# Getting a NIF in Portugal - any suggestions?



## Jose Cruz (12 mo ago)

Bom dia everyone. My wife and I are planning our move to Portugal from the USA in April 2023. We will be in Portugal on a scouting trip in October 2022. My wife is an EU citizen (with a Germany passport), I am an American citizen. Does anyone have recent experience applying for an getting a NIF in Portugal? Is it possible to do this on a scouting trip even before you move there? Did you do it on your own or did you hire someone to assist you? Any suggestions or things to be mindful of, avoid, or be sure we do? Muito obrigado, Jose


----------



## hktoportugal (Feb 25, 2019)

Hey Jose... In order to obtain a NIF you need to have an EU address, which I guess you don´t have. The other route is getting a fiscal representative involved to obtain a NIF for you. A friend of mine from the US did that a few months ago using Eurofinesco (to get his NIF remotely, I believe he paid around 135 Euro per person, fees are on their website).

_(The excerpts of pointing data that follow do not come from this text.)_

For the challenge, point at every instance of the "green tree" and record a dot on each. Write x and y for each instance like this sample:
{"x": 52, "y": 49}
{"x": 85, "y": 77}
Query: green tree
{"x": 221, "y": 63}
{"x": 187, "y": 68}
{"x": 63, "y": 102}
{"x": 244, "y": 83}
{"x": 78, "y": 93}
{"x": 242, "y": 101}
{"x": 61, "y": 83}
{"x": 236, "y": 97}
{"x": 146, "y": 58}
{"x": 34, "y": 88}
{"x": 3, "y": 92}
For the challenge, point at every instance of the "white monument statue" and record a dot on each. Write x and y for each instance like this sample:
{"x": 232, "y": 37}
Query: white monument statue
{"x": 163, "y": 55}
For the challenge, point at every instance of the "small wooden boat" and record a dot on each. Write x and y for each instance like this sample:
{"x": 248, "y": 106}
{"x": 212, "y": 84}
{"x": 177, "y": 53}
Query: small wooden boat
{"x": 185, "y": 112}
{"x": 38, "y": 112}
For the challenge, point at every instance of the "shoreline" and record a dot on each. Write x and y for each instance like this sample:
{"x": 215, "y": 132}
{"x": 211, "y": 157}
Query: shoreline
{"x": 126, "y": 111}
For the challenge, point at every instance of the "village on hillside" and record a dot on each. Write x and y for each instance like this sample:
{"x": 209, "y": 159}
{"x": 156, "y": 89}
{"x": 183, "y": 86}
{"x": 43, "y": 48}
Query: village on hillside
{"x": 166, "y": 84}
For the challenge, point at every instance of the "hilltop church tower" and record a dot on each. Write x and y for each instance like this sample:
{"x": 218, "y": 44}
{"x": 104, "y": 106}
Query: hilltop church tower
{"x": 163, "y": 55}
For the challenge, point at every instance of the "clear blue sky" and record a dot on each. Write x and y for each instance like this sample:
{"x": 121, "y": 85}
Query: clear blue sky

When he came over here (with the NIF he had received through them) he was able to open a bank account with my bank in Porto


----------



## sonia.fernandes (8 mo ago)

Hi Jose. moviinn.com is a 360º approach relocation company based in Portugal. We do take care of NIF, Bank Accounts, Scouting trips, Visas, Housing, etc. Our fees are displayed on our website and you can book a 30 minute courtesy call with us to know more about the process of moving to Portugal and for us to understand your needs and be able to prepare a tailored services' proposal to you. Cheers, Sonia


----------



## Jose Cruz (12 mo ago)

sonia.fernandes said:


> Hi Jose. moviinn.com is a 360º approach relocation company based in Portugal. We do take care of NIF, Bank Accounts, Scouting trips, Visas, Housing, etc. Our fees are displayed on our website and you can book a 30 minute courtesy call with us to know more about the process of moving to Portugal and for us to understand your needs and be able to prepare a tailored services' proposal to you. Cheers, Sonia


Bom dia Sonia, Thank you for your response, I appreciate it. My wife and I will leave for Portugal this Thursday evening and will be in Lisbon for a few days at the beginning and one full day at the end of our trip. I will check your website and see if it would be possible to schedule a complimentary call with you either before we arrive or when we are there in person. Obrigado, Jose


----------